The spread of the novel coronavirus is triggering hate against Asian Americans. One Texas city is trying to do something about it.

The San Antonio City Council unanimously passed a resolution on Thursday denouncing bigotry, anti-Semitism, crimes against Asian Americans and "hateful speech" amid the COVID-19 pandemic.

The resolution, proposed by Mayor Ron Nirenberg, states that "COVID-19 is a public health issue, not a racial, religious or ethnic one, and the deliberate use of terms such as 'Chinese virus' or 'Kung Fu virus' to describe COVID-19 only encourages hate crimes and incidents against Asians and further spreads misinformation at a time when communities should be working together to get through this crisis".

The resolution also says that the Jewish community has been targeted with blame and conspiracy theories regarding the disease.

"The City of San Antonio denounces anti-Semitism, anti-Asian bigotry, and all hateful speech, violent action and the spread of misinformation related to COVID-19 that casts blame, promotes racism or discrimination or harms the City of San Antonio Asian and Pacific Islander, Jewish, immigrant or other communities," the resolution says.

According to the Anti-Defamation League, or ADL, reports of xenophobic and racist incidents targeting members of the Asian-American and Pacific Islander, or AAPI, communities in the US have surged since January.

Those incidents include Asian Americans being told to "Go back to China", being blamed for "bringing the virus" to the US, being referred to with racial slurs, spat on, and in some extreme cases, being physically assaulted.

ADL compiled a list of anti-AAPI incidents that have been reported by media outlets across the country since January. The number of incidents is close to 100.

One of the most recent reports showed that in New York, an Asian man was attacked on the subway by a stranger who shouted at him, "You're infected, China boy. You need to get off the train." The assailant then grabbed the victim and attempted to pull him out of his seat.

Some comments regarding the report of San Antonio's new anti-hate speech resolution at ksat.com have been negative, indicating that such bias and discrimination are prevalent.

'Rather disheartening'

"It's rather disheartening to see such a large number of negative, angry, and downright crude comments that have appeared on local social media and news media websites since the passage of this resolution by the San Antonio City Council," said Jon Taylor, professor and department chair of the political science and geography department at the University of Texas at San Antonio.
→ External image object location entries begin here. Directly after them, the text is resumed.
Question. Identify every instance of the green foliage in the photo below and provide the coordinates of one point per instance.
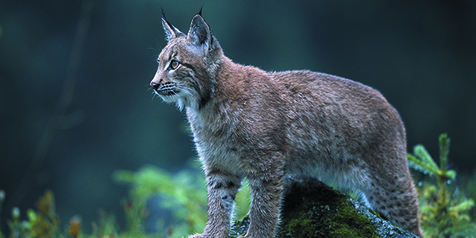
(41, 223)
(442, 214)
(183, 193)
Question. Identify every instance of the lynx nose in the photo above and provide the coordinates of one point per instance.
(154, 85)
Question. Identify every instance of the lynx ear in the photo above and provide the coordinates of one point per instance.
(200, 32)
(170, 31)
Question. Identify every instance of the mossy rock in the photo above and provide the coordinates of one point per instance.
(314, 209)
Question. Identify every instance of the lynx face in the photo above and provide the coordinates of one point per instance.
(187, 67)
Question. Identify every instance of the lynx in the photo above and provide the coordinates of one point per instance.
(268, 125)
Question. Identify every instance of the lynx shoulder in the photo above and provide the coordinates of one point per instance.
(267, 125)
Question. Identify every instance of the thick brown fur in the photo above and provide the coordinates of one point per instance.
(266, 125)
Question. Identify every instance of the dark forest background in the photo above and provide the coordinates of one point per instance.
(420, 54)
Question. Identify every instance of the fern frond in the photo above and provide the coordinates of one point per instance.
(444, 150)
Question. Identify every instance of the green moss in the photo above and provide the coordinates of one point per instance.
(442, 212)
(329, 214)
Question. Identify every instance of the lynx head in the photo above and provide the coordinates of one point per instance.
(188, 65)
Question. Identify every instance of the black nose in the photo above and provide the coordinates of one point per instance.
(154, 85)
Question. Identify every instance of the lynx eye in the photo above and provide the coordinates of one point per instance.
(174, 64)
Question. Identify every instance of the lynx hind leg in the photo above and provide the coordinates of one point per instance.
(397, 198)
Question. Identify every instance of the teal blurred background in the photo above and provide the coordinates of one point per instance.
(420, 54)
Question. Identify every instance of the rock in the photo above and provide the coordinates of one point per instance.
(314, 209)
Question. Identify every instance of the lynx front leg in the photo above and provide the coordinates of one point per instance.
(265, 207)
(222, 190)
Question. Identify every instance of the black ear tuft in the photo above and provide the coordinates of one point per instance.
(163, 13)
(200, 12)
(170, 31)
(199, 32)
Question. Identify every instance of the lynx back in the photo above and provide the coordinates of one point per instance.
(264, 126)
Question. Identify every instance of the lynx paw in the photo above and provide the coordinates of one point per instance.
(196, 236)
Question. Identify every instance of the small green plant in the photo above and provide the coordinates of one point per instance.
(184, 194)
(442, 214)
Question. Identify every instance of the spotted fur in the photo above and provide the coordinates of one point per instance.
(266, 125)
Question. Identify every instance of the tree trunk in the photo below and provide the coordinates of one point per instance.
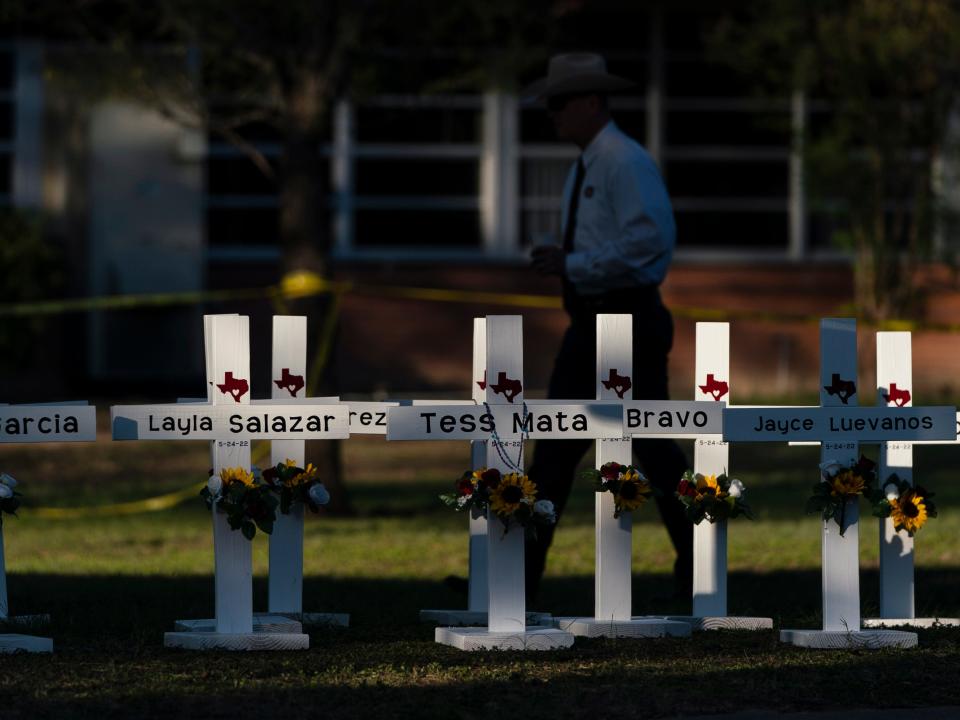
(305, 239)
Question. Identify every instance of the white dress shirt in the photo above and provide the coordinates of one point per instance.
(625, 231)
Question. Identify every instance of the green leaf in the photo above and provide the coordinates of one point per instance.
(248, 529)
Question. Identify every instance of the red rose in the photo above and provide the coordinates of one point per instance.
(610, 471)
(490, 478)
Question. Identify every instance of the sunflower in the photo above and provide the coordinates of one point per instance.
(302, 478)
(634, 491)
(909, 512)
(237, 475)
(512, 490)
(846, 484)
(708, 485)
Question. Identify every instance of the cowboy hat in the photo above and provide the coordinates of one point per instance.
(575, 73)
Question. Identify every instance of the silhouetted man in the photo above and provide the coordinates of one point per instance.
(618, 240)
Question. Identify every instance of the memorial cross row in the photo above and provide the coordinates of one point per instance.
(56, 422)
(840, 426)
(229, 421)
(504, 421)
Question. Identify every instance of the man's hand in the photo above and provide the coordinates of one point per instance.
(549, 260)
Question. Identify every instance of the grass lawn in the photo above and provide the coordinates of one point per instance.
(113, 585)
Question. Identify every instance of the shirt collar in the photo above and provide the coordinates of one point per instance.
(596, 145)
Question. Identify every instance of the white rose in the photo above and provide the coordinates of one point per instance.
(318, 493)
(214, 485)
(831, 468)
(546, 509)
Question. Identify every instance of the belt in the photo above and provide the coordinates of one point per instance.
(618, 300)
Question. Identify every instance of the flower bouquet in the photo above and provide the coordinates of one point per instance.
(247, 502)
(296, 484)
(629, 487)
(908, 506)
(511, 496)
(9, 498)
(839, 484)
(712, 497)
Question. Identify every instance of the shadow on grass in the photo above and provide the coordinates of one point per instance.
(90, 611)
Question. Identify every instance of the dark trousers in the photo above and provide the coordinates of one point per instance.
(662, 461)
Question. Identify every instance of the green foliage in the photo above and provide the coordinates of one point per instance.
(703, 500)
(629, 487)
(246, 507)
(839, 485)
(882, 80)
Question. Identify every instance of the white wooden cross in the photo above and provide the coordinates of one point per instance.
(67, 422)
(712, 457)
(895, 389)
(840, 426)
(504, 421)
(613, 604)
(288, 387)
(229, 421)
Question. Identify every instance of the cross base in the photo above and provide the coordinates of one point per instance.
(724, 622)
(911, 622)
(22, 620)
(262, 623)
(474, 617)
(635, 627)
(310, 619)
(24, 643)
(846, 640)
(257, 641)
(539, 638)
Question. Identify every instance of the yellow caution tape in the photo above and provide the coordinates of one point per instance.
(133, 507)
(302, 284)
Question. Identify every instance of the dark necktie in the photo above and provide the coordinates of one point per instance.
(571, 227)
(569, 294)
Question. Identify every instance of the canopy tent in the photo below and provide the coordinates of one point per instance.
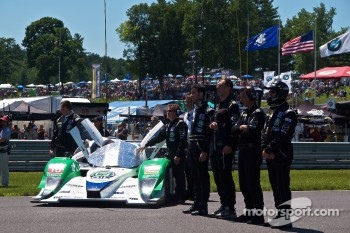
(329, 73)
(130, 107)
(20, 110)
(159, 110)
(247, 76)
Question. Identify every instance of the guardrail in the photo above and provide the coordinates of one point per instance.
(32, 155)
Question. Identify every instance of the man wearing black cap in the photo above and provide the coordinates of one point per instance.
(5, 134)
(247, 132)
(277, 149)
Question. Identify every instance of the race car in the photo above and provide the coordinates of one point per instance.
(114, 172)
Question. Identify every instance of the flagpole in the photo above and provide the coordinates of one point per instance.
(239, 46)
(279, 48)
(315, 65)
(247, 45)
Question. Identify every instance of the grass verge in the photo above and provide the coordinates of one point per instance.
(26, 183)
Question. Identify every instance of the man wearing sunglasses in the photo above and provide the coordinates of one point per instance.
(175, 134)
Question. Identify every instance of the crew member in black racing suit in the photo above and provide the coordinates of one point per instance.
(62, 143)
(199, 151)
(175, 134)
(247, 132)
(278, 150)
(223, 149)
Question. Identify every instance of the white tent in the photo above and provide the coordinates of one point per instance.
(6, 85)
(129, 107)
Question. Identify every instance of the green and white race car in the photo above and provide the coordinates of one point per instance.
(115, 172)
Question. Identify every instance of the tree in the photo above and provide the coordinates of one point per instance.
(305, 21)
(52, 50)
(12, 61)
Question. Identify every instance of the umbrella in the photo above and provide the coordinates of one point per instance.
(329, 72)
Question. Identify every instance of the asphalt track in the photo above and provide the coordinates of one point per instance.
(18, 214)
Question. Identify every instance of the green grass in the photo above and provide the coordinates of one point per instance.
(26, 183)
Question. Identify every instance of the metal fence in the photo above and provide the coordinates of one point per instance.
(32, 155)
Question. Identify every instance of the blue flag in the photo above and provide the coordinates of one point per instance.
(264, 40)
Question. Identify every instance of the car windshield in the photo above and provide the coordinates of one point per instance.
(117, 154)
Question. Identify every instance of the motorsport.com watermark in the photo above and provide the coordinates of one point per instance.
(301, 207)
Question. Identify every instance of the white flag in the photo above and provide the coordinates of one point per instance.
(286, 77)
(338, 45)
(268, 78)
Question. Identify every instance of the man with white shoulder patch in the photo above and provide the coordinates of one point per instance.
(247, 133)
(277, 148)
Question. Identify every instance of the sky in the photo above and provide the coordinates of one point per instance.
(86, 17)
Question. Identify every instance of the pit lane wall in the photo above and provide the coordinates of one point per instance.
(32, 155)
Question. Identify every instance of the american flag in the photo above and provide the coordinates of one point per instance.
(304, 43)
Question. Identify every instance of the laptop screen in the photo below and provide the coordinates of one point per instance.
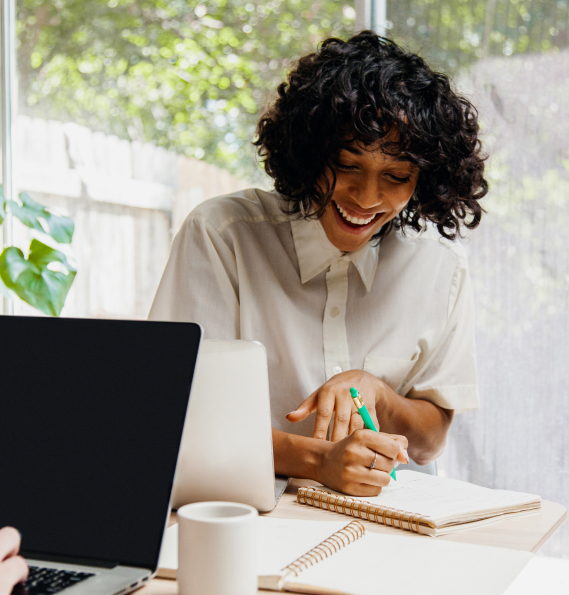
(91, 418)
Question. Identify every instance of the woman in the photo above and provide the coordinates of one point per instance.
(13, 568)
(337, 273)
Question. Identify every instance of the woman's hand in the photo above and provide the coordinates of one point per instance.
(346, 464)
(334, 397)
(13, 568)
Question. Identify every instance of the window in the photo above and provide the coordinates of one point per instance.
(131, 112)
(512, 59)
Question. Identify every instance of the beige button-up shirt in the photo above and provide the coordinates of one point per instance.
(402, 311)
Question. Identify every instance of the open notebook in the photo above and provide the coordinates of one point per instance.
(339, 558)
(427, 504)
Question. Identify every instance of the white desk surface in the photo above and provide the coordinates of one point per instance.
(525, 533)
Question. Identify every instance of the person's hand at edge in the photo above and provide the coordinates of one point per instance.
(13, 568)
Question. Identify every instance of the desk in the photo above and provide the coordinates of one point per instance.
(526, 533)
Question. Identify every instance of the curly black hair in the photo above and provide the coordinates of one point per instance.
(359, 91)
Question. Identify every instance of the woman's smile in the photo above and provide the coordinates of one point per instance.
(371, 188)
(353, 222)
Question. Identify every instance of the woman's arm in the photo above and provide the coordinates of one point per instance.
(424, 424)
(343, 465)
(13, 568)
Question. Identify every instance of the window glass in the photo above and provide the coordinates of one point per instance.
(132, 111)
(511, 59)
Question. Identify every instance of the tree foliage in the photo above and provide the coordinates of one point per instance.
(185, 75)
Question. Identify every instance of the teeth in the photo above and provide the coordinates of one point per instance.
(356, 220)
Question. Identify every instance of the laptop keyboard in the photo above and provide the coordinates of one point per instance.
(47, 581)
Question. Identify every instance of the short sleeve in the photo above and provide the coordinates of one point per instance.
(199, 283)
(448, 376)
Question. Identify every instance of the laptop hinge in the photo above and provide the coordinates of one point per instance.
(69, 560)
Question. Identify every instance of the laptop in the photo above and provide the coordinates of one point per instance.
(91, 417)
(227, 449)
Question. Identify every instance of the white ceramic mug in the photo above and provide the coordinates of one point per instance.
(217, 549)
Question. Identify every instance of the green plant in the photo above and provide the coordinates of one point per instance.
(43, 278)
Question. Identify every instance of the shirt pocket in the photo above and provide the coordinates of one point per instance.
(391, 371)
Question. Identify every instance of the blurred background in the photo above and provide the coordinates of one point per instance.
(131, 112)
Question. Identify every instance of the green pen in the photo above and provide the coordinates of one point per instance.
(368, 422)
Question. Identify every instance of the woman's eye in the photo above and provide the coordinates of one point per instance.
(398, 179)
(346, 167)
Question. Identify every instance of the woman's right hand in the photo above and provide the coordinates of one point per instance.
(13, 568)
(346, 464)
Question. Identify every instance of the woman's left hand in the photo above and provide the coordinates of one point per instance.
(334, 397)
(13, 568)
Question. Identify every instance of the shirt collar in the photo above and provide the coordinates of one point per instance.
(316, 253)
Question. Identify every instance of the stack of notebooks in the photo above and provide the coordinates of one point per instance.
(341, 558)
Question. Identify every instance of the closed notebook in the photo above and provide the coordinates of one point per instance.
(427, 504)
(335, 558)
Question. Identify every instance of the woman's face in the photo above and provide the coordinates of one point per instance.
(371, 189)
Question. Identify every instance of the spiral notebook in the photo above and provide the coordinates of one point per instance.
(339, 558)
(427, 504)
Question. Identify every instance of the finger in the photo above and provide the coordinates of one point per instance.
(9, 542)
(381, 443)
(372, 483)
(402, 455)
(307, 407)
(356, 422)
(343, 413)
(14, 570)
(373, 415)
(324, 409)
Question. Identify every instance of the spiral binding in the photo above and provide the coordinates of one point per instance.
(329, 546)
(385, 515)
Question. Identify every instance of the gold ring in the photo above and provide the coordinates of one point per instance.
(374, 460)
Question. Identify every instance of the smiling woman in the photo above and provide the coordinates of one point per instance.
(363, 142)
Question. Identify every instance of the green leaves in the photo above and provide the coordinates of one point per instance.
(36, 216)
(42, 280)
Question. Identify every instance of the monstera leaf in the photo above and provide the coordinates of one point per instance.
(38, 217)
(42, 280)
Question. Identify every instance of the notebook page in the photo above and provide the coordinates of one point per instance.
(443, 499)
(379, 564)
(282, 541)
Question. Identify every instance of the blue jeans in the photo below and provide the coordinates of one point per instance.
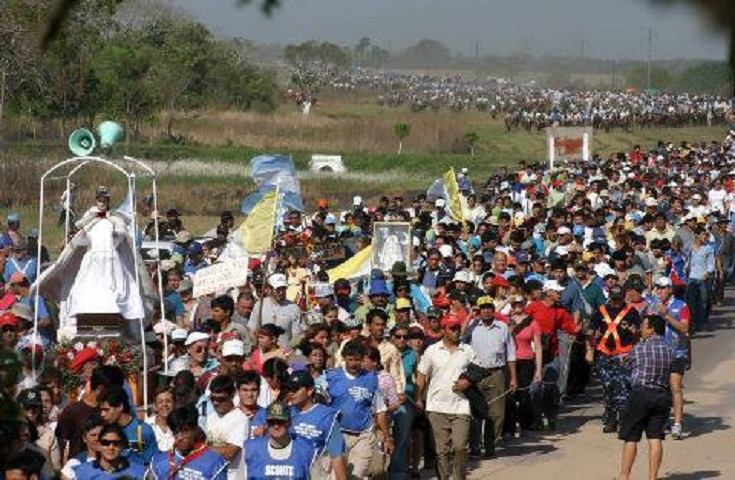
(697, 298)
(402, 422)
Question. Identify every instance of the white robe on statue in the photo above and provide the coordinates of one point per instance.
(96, 274)
(103, 283)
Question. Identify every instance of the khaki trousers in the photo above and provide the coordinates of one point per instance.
(491, 387)
(451, 434)
(359, 451)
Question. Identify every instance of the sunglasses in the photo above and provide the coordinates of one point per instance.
(106, 442)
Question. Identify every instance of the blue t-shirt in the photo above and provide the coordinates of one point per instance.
(208, 466)
(93, 471)
(320, 425)
(142, 441)
(257, 421)
(176, 302)
(262, 466)
(353, 397)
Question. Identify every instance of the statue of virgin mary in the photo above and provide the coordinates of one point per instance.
(96, 273)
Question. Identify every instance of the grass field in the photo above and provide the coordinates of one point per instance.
(209, 173)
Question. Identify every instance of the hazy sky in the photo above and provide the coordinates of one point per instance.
(608, 28)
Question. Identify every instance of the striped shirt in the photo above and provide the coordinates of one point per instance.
(651, 363)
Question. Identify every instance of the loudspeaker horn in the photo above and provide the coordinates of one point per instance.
(81, 142)
(109, 132)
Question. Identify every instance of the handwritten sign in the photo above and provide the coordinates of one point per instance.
(220, 276)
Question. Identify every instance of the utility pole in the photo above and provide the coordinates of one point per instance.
(650, 58)
(614, 73)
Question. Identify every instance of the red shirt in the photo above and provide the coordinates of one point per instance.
(551, 319)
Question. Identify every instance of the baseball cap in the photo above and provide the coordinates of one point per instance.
(462, 276)
(8, 319)
(298, 379)
(450, 321)
(278, 280)
(553, 285)
(185, 285)
(322, 290)
(485, 302)
(195, 337)
(29, 398)
(179, 335)
(17, 277)
(403, 304)
(233, 348)
(183, 237)
(194, 249)
(278, 411)
(616, 292)
(564, 230)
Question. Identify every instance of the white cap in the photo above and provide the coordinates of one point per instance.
(564, 230)
(233, 348)
(179, 334)
(322, 290)
(462, 276)
(195, 337)
(278, 280)
(553, 285)
(164, 326)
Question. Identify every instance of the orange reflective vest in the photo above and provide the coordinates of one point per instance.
(612, 331)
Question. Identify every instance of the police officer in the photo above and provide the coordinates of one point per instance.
(614, 327)
(278, 454)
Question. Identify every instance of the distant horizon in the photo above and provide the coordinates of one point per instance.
(592, 29)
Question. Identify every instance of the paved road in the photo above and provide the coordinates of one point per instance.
(581, 451)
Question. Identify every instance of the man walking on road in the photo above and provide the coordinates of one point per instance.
(650, 400)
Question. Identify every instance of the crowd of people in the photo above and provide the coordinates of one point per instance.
(531, 107)
(501, 313)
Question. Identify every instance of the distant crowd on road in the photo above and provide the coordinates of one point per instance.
(485, 311)
(532, 108)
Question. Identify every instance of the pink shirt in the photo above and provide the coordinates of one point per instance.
(524, 340)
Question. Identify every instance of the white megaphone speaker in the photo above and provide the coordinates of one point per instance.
(110, 133)
(81, 142)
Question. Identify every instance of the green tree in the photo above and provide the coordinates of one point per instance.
(401, 131)
(428, 53)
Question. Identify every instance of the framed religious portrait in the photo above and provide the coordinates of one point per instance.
(392, 243)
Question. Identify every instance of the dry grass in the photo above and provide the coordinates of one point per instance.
(326, 130)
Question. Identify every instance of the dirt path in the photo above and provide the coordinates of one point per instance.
(581, 451)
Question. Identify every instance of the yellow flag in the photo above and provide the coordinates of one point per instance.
(256, 232)
(454, 198)
(357, 266)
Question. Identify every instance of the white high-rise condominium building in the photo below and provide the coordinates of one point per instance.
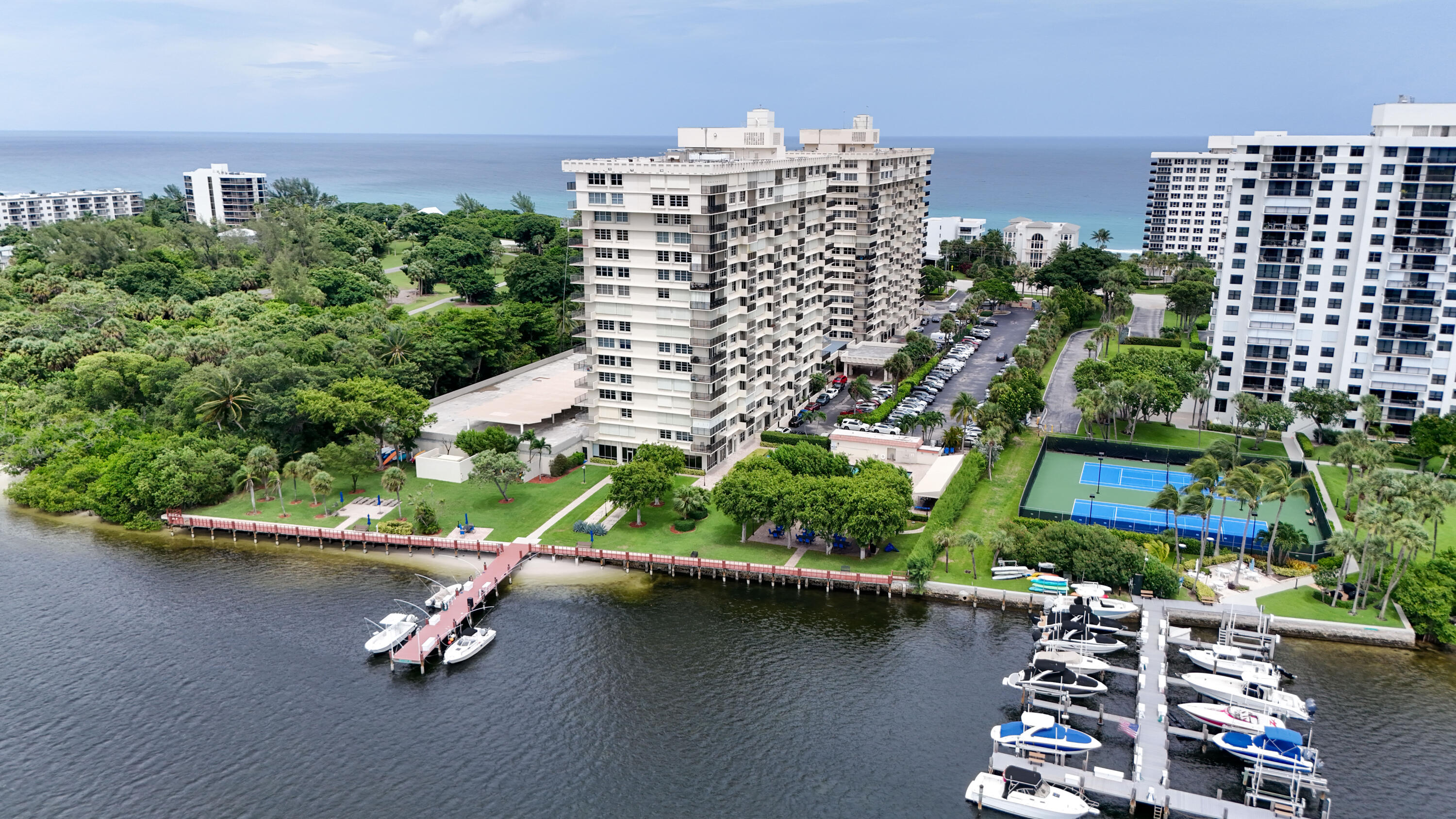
(33, 210)
(223, 197)
(1339, 270)
(1187, 197)
(1036, 241)
(948, 229)
(720, 276)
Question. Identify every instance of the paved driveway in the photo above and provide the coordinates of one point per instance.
(975, 378)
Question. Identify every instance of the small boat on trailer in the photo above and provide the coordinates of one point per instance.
(1250, 693)
(1042, 732)
(1231, 718)
(1021, 792)
(1053, 678)
(469, 645)
(1274, 748)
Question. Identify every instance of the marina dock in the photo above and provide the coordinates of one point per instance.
(1151, 782)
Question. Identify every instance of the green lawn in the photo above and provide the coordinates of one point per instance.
(533, 503)
(1157, 435)
(715, 537)
(1305, 602)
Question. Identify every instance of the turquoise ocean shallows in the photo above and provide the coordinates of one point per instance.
(1094, 181)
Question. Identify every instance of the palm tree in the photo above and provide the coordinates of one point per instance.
(392, 482)
(226, 400)
(969, 540)
(899, 366)
(321, 483)
(309, 466)
(290, 471)
(1167, 499)
(961, 407)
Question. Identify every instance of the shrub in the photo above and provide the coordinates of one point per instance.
(397, 527)
(1161, 579)
(560, 466)
(772, 438)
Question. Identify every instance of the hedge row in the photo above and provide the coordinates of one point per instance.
(1146, 341)
(772, 438)
(880, 413)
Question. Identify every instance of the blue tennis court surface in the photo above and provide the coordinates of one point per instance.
(1133, 477)
(1155, 521)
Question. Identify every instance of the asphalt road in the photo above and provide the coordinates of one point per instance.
(975, 378)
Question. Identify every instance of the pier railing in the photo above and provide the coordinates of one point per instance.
(743, 569)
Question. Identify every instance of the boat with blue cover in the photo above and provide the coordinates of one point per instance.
(1042, 732)
(1276, 748)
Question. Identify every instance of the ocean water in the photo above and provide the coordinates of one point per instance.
(165, 677)
(1094, 181)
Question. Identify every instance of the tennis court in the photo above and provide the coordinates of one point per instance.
(1133, 477)
(1154, 521)
(1066, 485)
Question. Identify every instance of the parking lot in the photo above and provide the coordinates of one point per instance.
(975, 378)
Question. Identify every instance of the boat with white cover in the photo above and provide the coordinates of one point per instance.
(1082, 642)
(1276, 748)
(1050, 677)
(1231, 662)
(394, 630)
(1081, 664)
(1250, 694)
(1231, 718)
(1021, 792)
(469, 646)
(1106, 608)
(1042, 732)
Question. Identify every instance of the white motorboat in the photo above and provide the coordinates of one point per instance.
(469, 646)
(1021, 792)
(1081, 664)
(1231, 662)
(1082, 642)
(1231, 718)
(394, 630)
(443, 597)
(1276, 748)
(1042, 732)
(1250, 694)
(1050, 677)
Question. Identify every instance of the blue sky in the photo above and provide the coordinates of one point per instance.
(972, 67)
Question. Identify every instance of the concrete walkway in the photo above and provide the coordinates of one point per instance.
(1059, 416)
(1148, 315)
(536, 537)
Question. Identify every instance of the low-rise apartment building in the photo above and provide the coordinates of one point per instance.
(222, 197)
(1034, 242)
(721, 274)
(34, 210)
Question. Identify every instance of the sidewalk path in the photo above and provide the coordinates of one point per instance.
(536, 537)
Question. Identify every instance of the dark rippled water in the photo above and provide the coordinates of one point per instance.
(146, 677)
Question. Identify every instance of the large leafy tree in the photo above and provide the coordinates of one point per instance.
(638, 483)
(370, 405)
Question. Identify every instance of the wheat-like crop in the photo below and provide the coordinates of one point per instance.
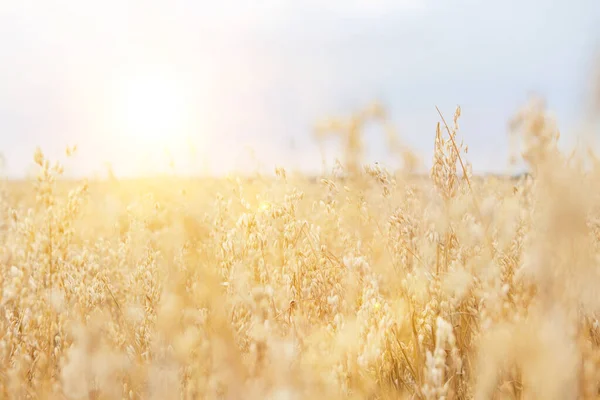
(366, 284)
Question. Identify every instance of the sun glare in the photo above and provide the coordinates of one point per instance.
(151, 110)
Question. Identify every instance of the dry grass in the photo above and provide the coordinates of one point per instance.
(375, 286)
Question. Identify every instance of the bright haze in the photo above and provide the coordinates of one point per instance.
(195, 86)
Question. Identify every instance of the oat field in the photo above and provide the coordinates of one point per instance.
(378, 285)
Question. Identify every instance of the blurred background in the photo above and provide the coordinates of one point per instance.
(214, 87)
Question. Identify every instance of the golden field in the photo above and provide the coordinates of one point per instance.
(376, 286)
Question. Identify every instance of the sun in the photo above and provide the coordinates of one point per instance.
(150, 110)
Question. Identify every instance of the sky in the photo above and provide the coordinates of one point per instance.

"Calling people out for their hateful comments is a reminder that words can and do have meaning and consequences. Those opposed to this resolution don't see it quite that way and view it as an infringement of their free speech rights. And that's their right as Americans. But that doesn't mean that people can't be civil," Taylor said.

Steven Pei, a professor at the University of Houston and honorary chair of United Chinese Americans, or UCA said: "We appreciate very much that the San Antonio City Council declared war against hate speeches such as 'Chinese virus' and 'Kung Fu flu' to ensure safety of the entire community."

He pointed out that Asian Americans did not spread the virus; on the contrary, they have made great contributions to combat the virus by raising funds to donate personal protection equipment to medical workers, first responders and communities in need across the US.